Arriving at O’Hara Airport in Chicago, they hailed a taxi with the help of a red cap. This time Cynthia tipped with a little more gratitude. They hopped into the cab and went straight to Chicago General Hospital. “Excuse me nurse, I’m here to see Rev. Bowmont,”
“Yes ma’am,” the nurse replied. “He’s in Room 323.” With butterflies in her stomach, she pushes the door slowly entering with Caleb following.
“Hi Daddy,” She reached back for Caleb’s hand.
“Hello, little one. I’m glad you came.”
Pulling Caleb closer, “This is…Ca…”
“Oh, I know who he is. I just saw him on the news. Come on in son.”
After sitting and talking a while and repairing the father-daughter relationship, Rev. Bowmont prayed for the two. He reminded them to trust God with the rest of their decisions. Then he pulled Caleb close and whispered, “Son I know firsthand what some of those video games do and how some of them rob our children. The Ranch Ministry I started years ago was because of you.”
“Because of me…?”
“Yes, the Ranch is to bring the city youth up to the mountain to get away for a while and to explore the stars and feel real animals. The most popular violent games they’ve played have been the ones you developed personally.”
“I’m sorry sir.”
“There’s no need for that. You’ve made the right choice now. I prayed for your change of heart years ago. I’m just glad I was able to see it happen. Thank you son, for your witness to the video game industry.” After shaking hands, they said goodbye.
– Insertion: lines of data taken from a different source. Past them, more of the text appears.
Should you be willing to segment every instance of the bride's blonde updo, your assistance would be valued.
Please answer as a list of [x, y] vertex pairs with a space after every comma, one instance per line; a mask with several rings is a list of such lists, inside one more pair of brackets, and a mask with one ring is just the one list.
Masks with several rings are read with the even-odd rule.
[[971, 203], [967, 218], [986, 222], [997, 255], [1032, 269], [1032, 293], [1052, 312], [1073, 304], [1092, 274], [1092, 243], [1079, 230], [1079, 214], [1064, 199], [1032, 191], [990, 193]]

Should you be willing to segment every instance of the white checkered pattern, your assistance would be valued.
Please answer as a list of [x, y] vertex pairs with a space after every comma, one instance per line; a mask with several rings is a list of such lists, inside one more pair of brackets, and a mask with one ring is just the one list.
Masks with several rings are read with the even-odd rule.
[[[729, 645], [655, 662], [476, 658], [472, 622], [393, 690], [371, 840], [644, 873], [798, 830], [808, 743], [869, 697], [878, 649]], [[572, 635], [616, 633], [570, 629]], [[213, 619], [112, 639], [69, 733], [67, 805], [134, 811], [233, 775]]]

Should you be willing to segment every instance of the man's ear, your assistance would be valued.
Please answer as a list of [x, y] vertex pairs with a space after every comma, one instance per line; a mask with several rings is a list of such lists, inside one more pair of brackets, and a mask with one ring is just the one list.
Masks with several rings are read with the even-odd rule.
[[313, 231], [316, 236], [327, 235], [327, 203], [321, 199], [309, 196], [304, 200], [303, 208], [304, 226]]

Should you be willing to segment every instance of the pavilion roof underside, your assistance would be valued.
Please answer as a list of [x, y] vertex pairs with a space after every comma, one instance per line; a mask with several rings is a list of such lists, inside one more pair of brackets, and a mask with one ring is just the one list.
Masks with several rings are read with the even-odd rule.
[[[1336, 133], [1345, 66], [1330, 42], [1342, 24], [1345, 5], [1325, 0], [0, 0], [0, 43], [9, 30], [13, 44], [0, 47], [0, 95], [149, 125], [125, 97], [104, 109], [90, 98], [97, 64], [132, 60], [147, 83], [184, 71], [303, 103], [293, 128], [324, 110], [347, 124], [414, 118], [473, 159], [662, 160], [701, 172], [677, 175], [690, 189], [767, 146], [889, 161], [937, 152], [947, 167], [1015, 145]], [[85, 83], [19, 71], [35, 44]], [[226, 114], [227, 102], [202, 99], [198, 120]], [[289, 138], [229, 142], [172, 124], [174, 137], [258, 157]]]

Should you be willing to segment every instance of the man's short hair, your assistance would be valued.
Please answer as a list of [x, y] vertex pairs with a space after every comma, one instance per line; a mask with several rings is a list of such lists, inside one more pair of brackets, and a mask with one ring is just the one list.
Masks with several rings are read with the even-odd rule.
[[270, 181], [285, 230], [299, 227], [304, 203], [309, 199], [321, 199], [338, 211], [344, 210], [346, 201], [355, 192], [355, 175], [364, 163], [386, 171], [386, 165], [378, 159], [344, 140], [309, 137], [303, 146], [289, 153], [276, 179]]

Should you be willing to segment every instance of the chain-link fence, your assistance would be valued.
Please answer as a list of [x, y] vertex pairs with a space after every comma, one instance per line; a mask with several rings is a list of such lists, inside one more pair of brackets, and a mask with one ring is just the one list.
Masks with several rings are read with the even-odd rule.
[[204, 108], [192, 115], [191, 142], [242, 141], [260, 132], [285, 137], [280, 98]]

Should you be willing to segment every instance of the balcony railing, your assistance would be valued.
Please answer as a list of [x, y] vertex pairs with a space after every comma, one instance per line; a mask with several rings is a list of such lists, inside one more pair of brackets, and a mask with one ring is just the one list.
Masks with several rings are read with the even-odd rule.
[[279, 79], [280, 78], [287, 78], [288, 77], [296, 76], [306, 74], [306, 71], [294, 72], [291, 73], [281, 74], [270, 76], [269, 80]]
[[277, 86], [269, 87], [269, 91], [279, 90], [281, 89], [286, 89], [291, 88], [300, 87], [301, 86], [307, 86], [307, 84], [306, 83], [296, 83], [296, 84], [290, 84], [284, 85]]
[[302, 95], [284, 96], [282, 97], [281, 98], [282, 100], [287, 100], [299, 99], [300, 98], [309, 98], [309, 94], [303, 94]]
“I’ll see you soon Daddy, I’ll call you from Austin too,” Cynthia said, waving on the way out the door.
They stayed at the Bowmont Ranch until Monday morning. Boarding yet another plane, they headed to Austin, Texas. Once again, upon landing, they rushed to a taxi, traveling in the bright Texas sun. It wasn’t long before they approached the college campus, now surrounded by the NFL Officials, news media, helicopters circling and thousands upon thousands of ‘Longhorn’ fans all chanting Jedidiah’s name. Like the woman who pushed her way through the crowds to get to Jesus, they too were pressed on all sides. Finally making it to the office, they were escorted to the field where the press conference had already begun. Unable to make their way to the stage where the rest of the family was, Caleb and Cynthia managed to squeeze up front just behind the ‘press corps’.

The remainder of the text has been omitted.